Replacing your Bathtub
LESLIE: Well, if you’re remodeling your bathroom you’d be like our next caller. Carolyn in New York, how can we help you on this adventure?
CAROLYN: I’m planning to remodel my bathroom in a month or so and I’ve got a couple of questions.TOM: (overlapping voices) OK.CAROLYN: One, as far as the type of bathtub I’ll get – I’m going to take out my existing tub and I’m not sure if I should put in a new cast-iron tub or fiberglass or acrylic or I think there’s a porcelain over steel.
TOM: What’s your style?
CAROLYN: Oh, it’s just a small bathroom in about a 50-year-old house and I’m not – you know, I haven’t gotten everything – you know, all the fixtures picked out yet.
CAROLYN: But I’ve been advised a couple of different ways. I’ve got a few estimates and most people say to go with the cast-iron and then one person said, “No, not the cast-iron. Just get a fiberglass tub.”
TOM: Well, I mean the cast-iron is going to last indefinitely and that’s sort of the old, traditional way to go.
LESLIE: (overlapping voices) Mm-hmm. And they’re beautiful and they’re deep and you can get a claw-footed one and you can get a beautiful sort of free-standing tub. I mean, it’s truly a classic choice.

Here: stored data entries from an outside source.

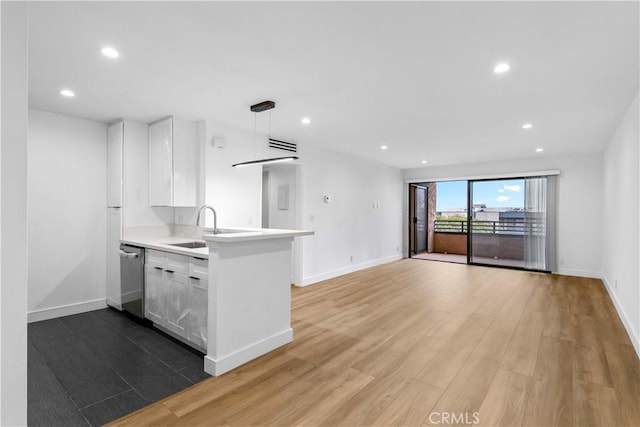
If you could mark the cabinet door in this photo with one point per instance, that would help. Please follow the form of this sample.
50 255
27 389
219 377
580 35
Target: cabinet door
161 163
185 163
198 309
155 295
114 233
176 308
115 140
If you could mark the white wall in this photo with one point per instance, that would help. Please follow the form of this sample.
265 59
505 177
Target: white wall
235 193
13 214
349 225
285 175
67 213
580 192
620 214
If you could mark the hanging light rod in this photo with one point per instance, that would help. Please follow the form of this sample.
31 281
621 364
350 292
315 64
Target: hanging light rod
266 161
262 106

TOM: Yeah. But fiberglass is a less expensive choice but it’s going to have more maintenance associated with it. How long do you plan on living in the house, Carolyn? Is this the house for as many years as possible or is this a house that you might have just for a couple of years and you may need to sell?
CAROLYN: Well, probably at least 10 years I’ll be here.
LESLIE: Tom, when she’s choosing, say, fiberglass or cast iron, is there anything to consider like perhaps the floor joists, their direction, as far as the weight of the tub plus the weight of water?
TOM: I don’t think so because I imagine in a 50-year-old house you probably have a cast-iron tub right now.
CAROLYN: Right, I do. I have a cast-iron tub now.
TOM: Yeah. Have you thought about having the existing tub reglazed?
CAROLYN: Well, I’ve been told that that doesn’t last that long.
TOM: Well, it doesn’t but it’s a lot less expensive.
TOM: I mean, you could probably get several years out of it.
CAROLYN: Well, they’ll be taking the walls down and retiling. That’s another question that I have, too, is that – can I tile over the existing ceramic tile or should they rip the floor out and put new underlayment and new tile?
TOM: If you’re going to replace the tub, then you probably want to take all the old tile down. If you were keeping the tub and you wanted to put another layer of tile, you can, in fact, put tile on top of tile. As long as you have a good tile installer that can make the corners look nice and neat and nothing is terribly – looks out of place, it is possible. It’s done on floors all the time.
CAROLYN: OK. Alright. Thank you very much for your help.
TOM: You’re welcome, Carolyn. Thanks so much for calling us at 888-MONEY-PIT.